The project appeared in the space of note tools where users need not only to write text, but also to connect knowledge, documents, and daily records.
SiYuan’s main task is to provide a working environment for long-lived notes: blocks, documents, links, a knowledge graph, attachments, and synchronization.
How the project is built
Inside the project are TypeScript and Go, a desktop app, server parts, an app market, installation packages, and architecture documentation.
SiYuan is close to a local-first idea: data should remain useful on the user’s device, and synchronization should not make notes hostage to a cloud.
How people use it
A normal scenario is to keep daily notes, split knowledge into blocks, link documents, and gradually build a personal map of topics.

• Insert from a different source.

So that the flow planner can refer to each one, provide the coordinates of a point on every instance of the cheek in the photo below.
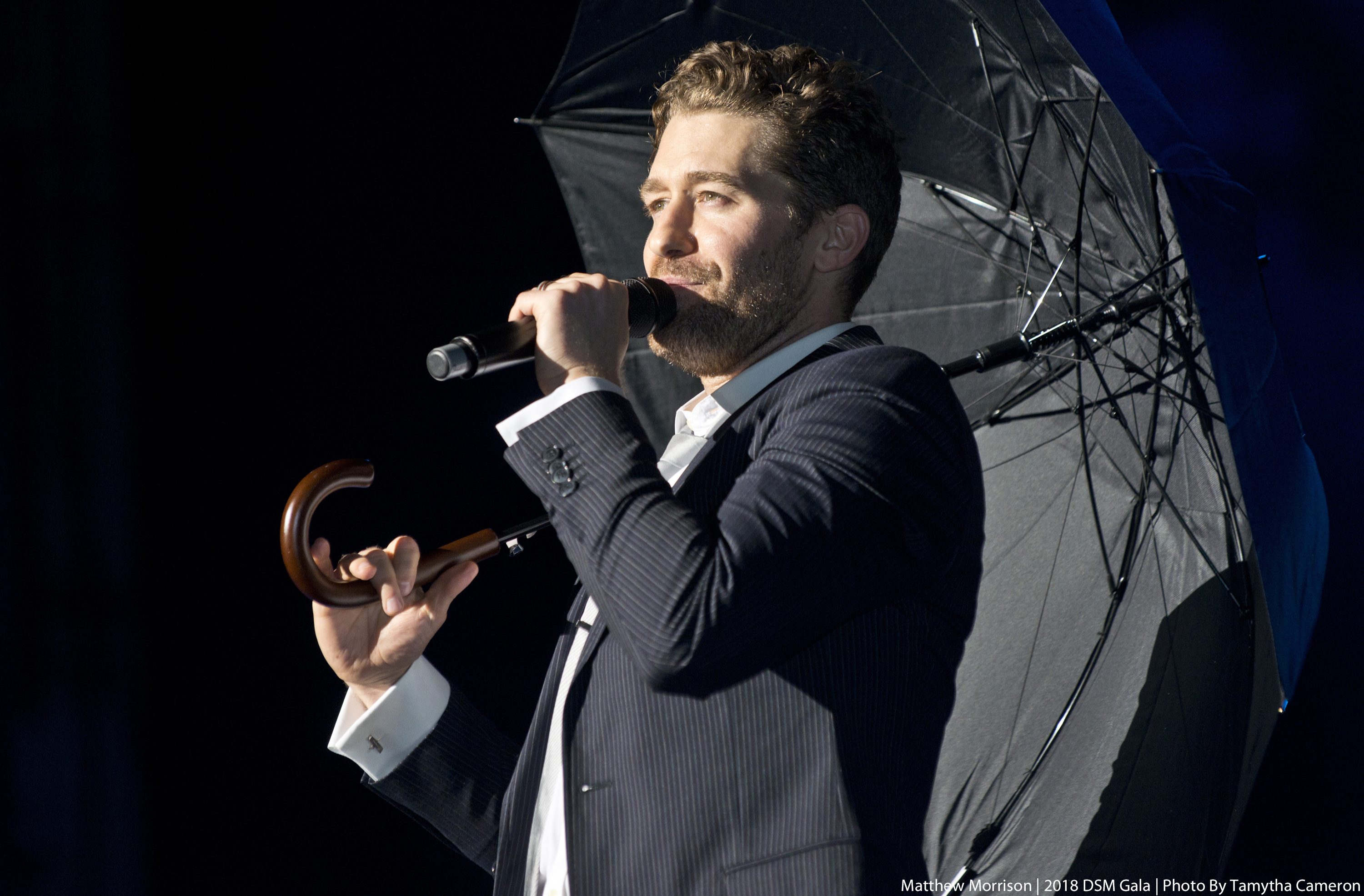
(727, 243)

For researchers, students, and writing professionals, the project is useful because notes can be developed through connections, not only stored.
Practical example
An atomic note shape
This example shows typical knowledge-base material: a short block, a linked idea, and a follow-up task.
## Индекс заметок
- [[Проектирование базы знаний]]
- [[Ежедневные записи]]
TODO: связать заметку с источником и примером.
The project’s strength is the combination of a block model and full documents. Users can work with small fragments and long materials.
Strengths
Another advantage is the open ecosystem: users can better understand where data lives and how extensions are built.
The limitation is that knowledge systems require discipline. The tool will not decide which notes to connect or how to keep order.
Limitations
Its rich functionality can also feel heavy for people who only need a simple folder of text files.
SiYuan best fits people who treat notes as a working system rather than a random folder of texts.
Who it fits
For team or public knowledge bases, collaboration, access rights, and publishing process need separate evaluation.
In the catalog, SiYuan matters as an open personal tool where notes, graph, and local data control become one product.
A practical start is to move a small knowledge area, set up structure, and check after a week whether finding and extending thoughts became easier.
SiYuan’s strength is not the number of buttons, but the habit of connecting thoughts. If a note remains an isolated text, the user gets a normal notebook. If blocks are linked together, topic maps, fragment reuse, and a more living knowledge base appear. That makes the project especially interesting for people who regularly return to old material.